= Apardi sellar Sarani =

"Apardi seller Sarani" (Apardı sellər Saranı, The floods took Sara) is an Azerbaijani folk song centered on the life of a girl named Sara.

== Stories ==

===The daughter of river===
The events take place in the village of Muğan, (Note: There are 18 places called Muğan in Azerbaijan. None of the places with articles in either Azerbaijani or English Wikipedia is near the Arpa.) where a happily married couple Sarvan (Sərvan) and Gözel (Gözəl) had a daughter named Sara. Gözel died in childbirth and Sara was raised by her stepmother.
She used to play by the banks of Arpa river (Arpaçay) like her mother. Thus, the river became dependent to Sara. Whenever Sara was there, Arpa was raging but it was calm without her.
Sara married with a beloved shepherd in Muğan named Khan-Choban (Xan Çoban). In summer, Khan-Choban had to take the flock to up-country. Sara got lonely and went back to her old friend Arpa. Village chief saw Sara and stared at her. Arpa got angry of his sensual gazing and flooded taking Sara with it.

=== Revenge ===
There was a girl living by Arpa river bank named Sara. She loved her cousin but her father wanted her to marry a rich man from neighbor village. Her cousin wanted to run away by Sara but her father didn't let it happen. Few days before the wedding, Sara's cousin feeds his horse but not let it drink. In the wedding ceremony he gives the horse to the bride. Sara rides the horse in the ceremony. The thirsty horse when see the Arpa flooding, runs toward it to drink but submerges and Arpa takes Sara.
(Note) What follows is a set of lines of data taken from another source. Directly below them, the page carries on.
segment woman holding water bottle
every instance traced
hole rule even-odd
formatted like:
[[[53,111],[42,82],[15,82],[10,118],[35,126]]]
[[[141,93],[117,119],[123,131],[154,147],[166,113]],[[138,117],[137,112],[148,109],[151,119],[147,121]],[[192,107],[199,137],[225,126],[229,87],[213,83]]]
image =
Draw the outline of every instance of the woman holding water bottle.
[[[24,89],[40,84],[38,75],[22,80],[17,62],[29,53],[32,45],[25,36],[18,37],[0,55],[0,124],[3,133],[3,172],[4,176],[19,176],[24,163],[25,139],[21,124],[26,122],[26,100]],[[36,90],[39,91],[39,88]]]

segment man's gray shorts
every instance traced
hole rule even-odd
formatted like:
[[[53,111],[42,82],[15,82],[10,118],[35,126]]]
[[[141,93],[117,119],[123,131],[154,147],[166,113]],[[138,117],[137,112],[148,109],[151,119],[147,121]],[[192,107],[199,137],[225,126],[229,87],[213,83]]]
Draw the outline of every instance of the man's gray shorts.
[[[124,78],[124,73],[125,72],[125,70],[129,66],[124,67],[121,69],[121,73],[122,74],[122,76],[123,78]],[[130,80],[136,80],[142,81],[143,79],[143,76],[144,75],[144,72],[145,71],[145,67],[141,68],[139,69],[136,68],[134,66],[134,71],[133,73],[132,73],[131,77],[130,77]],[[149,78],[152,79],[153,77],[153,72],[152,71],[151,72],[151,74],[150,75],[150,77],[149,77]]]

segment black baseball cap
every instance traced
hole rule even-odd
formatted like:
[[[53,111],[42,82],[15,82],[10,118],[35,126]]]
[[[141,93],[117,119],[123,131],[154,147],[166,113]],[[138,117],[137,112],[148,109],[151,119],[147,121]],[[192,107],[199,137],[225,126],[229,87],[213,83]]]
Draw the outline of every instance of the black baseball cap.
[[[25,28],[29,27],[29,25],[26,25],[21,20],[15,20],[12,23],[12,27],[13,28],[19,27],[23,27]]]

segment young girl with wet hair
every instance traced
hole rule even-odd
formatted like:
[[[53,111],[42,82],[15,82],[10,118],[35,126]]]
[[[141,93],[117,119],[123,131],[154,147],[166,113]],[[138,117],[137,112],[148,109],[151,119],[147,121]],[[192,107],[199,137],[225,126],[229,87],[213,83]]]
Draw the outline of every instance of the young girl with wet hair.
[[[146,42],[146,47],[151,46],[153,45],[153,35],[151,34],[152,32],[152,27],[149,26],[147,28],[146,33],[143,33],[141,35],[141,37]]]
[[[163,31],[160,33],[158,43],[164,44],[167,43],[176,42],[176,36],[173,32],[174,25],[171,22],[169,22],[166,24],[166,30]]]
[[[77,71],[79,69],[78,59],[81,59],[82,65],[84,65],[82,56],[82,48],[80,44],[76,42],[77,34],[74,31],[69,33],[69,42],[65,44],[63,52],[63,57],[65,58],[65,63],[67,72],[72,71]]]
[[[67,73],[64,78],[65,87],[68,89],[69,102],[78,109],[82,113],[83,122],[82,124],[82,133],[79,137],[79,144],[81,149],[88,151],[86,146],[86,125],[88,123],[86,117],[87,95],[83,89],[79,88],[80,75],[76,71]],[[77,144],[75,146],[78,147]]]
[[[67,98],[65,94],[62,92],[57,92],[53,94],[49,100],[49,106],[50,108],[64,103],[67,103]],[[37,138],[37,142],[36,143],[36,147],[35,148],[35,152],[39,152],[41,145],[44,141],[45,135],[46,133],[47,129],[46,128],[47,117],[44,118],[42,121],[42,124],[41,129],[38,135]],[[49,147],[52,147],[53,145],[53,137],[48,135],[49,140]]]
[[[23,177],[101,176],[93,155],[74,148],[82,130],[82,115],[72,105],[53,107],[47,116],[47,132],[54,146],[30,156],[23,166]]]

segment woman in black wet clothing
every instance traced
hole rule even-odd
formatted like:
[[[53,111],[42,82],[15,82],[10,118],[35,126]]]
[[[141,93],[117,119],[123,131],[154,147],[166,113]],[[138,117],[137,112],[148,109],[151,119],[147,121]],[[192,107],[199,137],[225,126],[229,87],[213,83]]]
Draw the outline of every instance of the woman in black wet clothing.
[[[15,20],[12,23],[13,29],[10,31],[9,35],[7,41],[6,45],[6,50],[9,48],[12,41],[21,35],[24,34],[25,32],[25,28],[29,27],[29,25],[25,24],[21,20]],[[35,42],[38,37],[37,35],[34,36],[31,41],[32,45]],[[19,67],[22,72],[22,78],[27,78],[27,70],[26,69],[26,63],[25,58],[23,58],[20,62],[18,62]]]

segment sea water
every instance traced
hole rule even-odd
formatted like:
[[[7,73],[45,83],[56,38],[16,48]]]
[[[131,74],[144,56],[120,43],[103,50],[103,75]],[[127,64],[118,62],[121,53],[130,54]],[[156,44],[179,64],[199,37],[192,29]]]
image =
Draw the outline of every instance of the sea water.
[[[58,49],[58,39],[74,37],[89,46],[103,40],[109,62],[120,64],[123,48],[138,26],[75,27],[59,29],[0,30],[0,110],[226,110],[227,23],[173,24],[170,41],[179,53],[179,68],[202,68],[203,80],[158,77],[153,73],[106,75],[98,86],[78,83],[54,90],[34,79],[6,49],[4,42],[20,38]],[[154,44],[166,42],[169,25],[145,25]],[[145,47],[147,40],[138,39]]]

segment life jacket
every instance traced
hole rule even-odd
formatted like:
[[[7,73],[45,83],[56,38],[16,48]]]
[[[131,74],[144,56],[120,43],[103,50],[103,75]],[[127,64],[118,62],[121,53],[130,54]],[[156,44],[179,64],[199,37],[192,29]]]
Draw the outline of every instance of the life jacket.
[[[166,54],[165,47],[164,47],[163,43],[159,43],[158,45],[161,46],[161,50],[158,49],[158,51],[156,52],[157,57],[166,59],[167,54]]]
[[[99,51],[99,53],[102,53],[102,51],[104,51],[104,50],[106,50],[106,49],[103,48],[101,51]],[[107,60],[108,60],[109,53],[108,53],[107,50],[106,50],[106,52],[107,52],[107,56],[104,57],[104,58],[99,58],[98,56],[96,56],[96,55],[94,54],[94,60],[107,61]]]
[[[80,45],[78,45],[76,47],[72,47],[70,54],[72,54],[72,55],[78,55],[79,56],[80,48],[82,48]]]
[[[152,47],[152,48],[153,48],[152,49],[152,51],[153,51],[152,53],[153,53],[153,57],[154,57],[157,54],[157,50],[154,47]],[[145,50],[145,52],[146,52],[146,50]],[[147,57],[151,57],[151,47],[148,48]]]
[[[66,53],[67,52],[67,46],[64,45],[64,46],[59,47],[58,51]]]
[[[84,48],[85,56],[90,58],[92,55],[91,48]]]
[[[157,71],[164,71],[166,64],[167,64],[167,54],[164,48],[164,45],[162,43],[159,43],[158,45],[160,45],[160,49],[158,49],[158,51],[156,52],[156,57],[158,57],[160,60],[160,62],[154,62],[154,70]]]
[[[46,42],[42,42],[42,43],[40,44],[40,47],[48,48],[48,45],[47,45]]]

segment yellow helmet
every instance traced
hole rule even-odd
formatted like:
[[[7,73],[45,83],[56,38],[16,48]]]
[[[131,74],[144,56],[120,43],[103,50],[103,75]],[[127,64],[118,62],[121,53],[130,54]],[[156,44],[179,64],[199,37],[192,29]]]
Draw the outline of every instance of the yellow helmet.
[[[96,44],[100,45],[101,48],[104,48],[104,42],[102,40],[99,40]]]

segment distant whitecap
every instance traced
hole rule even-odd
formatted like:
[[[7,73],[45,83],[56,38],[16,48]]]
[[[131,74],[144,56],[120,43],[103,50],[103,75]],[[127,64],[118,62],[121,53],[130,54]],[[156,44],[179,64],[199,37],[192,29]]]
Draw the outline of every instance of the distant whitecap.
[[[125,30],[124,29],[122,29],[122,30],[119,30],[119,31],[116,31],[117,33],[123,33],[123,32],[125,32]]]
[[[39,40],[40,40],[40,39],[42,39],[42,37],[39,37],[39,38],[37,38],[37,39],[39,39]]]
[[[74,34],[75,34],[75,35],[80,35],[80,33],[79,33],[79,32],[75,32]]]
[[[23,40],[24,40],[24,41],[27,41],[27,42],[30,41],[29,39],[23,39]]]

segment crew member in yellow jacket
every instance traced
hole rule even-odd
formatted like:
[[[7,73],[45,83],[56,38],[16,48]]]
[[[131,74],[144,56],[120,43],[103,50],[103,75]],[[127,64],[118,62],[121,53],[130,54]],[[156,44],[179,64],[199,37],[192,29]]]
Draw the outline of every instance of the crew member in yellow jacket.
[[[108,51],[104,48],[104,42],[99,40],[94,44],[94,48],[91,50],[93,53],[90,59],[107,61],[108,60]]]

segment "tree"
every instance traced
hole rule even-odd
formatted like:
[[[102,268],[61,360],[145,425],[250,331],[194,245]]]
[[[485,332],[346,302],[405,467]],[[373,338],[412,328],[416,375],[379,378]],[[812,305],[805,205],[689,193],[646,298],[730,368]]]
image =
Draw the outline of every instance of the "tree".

=== The flood took Sara===
A boy named Nuri from Khanchoban clan was fiancée by a girl named Sara from Melikchoban (Məlikçoban) clan. These clans were living in the opposite sides of the Arpa river. A group of people from Khanchoban clan came to bring the bride to the other side of the river for the wedding ceremony. When they got ready to leave, it was already dark. They didn't noticed the increased depth of water, so the horses got sunk and Sara got drowned.

=== Sara and Khan ===
Muğan got occupied by the enemy tribe. They captured the girl named Sara whose lover Khan-choban was out of the country at the time. The Khan wanted to take Sara by himself. Sara asked to see his father for the last time but run away and threw herself into the Arpa river.

== Song ==
There are many performances of this song by various artists. Some of famous ones are by Alihan Samedov, Habil Aliyev, Gadir Rustamov, etc.

== Influences ==
Many artworks have been created under the influence of this legend. Some of notable ones are
A poem by Nusrat Kasamanli famous Azerbaijani poet addressed to Khan-Choban, A tele-theatre by Azerbaijani director Nazim Dadashov, a play by Iranian director Ebrahim Abbasalizadeh and a movie named Saray by Iranian director Yadollah Samadi.